How long it takes a packet to make the round trip, displayed in milliseconds after the string time=.
The percentage of packets lost, displayed in a summary line at the end of the ping output.
If the packet loss is high, the response time is very slow, or packets are arriving out of order, there could be a network hardware problem. If you see these conditions when communicating over great distances on a wide area network, there is nothing to worry about. TCP/IP was designed to deal with unreliable networks, and some wide area networks suffer a lot of packet loss. But if these problems are seen on a local area network, they indicate trouble.

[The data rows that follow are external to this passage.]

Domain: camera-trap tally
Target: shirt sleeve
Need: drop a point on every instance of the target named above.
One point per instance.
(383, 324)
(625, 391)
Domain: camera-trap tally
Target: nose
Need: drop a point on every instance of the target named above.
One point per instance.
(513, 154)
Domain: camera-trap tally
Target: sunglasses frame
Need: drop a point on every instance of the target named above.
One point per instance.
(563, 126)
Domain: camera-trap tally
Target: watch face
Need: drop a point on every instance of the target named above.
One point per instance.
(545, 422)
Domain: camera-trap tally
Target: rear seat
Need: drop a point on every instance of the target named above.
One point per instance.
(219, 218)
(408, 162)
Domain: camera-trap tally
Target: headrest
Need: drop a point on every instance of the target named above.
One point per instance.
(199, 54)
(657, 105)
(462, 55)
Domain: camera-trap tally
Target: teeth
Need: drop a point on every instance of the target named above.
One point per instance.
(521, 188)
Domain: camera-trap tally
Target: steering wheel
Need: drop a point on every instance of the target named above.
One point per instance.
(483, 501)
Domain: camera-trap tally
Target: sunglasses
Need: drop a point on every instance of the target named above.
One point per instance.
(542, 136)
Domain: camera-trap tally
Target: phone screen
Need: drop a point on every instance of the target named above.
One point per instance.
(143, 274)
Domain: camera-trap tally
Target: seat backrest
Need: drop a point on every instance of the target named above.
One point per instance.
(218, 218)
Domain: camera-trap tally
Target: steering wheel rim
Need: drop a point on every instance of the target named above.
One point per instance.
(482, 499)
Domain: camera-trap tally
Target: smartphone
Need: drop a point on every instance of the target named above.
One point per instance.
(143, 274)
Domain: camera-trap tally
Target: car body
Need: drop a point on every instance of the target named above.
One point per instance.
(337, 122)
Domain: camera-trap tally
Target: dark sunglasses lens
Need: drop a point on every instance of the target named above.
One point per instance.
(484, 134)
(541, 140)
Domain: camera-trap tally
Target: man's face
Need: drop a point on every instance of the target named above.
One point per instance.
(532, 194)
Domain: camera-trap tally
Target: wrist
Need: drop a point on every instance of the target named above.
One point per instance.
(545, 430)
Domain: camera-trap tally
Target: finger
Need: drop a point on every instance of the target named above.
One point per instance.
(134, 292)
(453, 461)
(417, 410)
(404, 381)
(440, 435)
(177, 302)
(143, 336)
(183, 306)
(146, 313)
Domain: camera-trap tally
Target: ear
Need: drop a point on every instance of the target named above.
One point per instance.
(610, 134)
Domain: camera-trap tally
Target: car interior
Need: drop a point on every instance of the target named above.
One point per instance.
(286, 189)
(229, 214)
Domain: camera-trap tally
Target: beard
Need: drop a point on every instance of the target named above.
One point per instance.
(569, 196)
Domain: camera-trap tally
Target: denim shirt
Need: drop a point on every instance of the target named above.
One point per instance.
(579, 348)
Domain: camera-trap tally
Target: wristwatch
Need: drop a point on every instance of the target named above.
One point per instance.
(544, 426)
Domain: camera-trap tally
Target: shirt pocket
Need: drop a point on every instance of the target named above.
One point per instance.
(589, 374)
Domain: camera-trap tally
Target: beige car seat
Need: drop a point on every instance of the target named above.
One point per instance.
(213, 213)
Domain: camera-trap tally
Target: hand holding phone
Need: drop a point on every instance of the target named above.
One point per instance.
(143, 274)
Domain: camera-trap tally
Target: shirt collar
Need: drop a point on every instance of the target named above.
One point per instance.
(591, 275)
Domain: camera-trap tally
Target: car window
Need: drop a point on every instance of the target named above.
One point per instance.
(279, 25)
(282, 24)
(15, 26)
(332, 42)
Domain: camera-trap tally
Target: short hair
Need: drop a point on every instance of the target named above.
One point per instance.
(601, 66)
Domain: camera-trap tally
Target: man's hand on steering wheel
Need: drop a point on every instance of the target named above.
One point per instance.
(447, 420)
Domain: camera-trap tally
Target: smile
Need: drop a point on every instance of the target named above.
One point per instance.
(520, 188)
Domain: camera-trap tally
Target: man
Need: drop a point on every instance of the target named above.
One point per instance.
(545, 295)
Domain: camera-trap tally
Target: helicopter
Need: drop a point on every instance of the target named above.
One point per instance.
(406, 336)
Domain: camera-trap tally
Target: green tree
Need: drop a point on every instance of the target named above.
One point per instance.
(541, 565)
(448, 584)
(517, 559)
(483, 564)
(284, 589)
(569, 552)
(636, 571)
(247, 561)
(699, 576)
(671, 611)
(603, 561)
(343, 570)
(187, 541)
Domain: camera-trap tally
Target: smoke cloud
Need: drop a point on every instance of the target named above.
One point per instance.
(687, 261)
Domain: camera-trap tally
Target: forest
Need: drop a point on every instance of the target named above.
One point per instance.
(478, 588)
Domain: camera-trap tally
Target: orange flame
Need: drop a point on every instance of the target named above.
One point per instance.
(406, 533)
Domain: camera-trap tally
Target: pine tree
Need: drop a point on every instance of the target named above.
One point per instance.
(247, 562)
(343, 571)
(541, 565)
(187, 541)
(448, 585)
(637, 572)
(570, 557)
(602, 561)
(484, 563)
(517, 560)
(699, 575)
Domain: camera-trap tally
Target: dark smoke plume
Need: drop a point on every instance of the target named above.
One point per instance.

On a local network cable segment, the round trip time should be near 0, there should be little or no packet loss, and the packets should arrive in order. If these things are not true, there is a problem with the network hardware. On an Ethernet, the problem could be improper cable termination, a bad cable segment, or a bad piece of "active" hardware, such as a hub, switch, or transceiver. Check the cable with a cable tester as described earlier. Good hubs and switches often have built-in diagnostic software that can be checked. Cheap hubs and transceivers may require the "brute force" method of disconnecting individual pieces of hardware until the problem goes away.
The results of a simple ping test, even if the ping is successful, can help you direct further testing toward the most likely causes of the problem. But other diagnostic tools are needed to examine the problem more closely and find the underlying cause.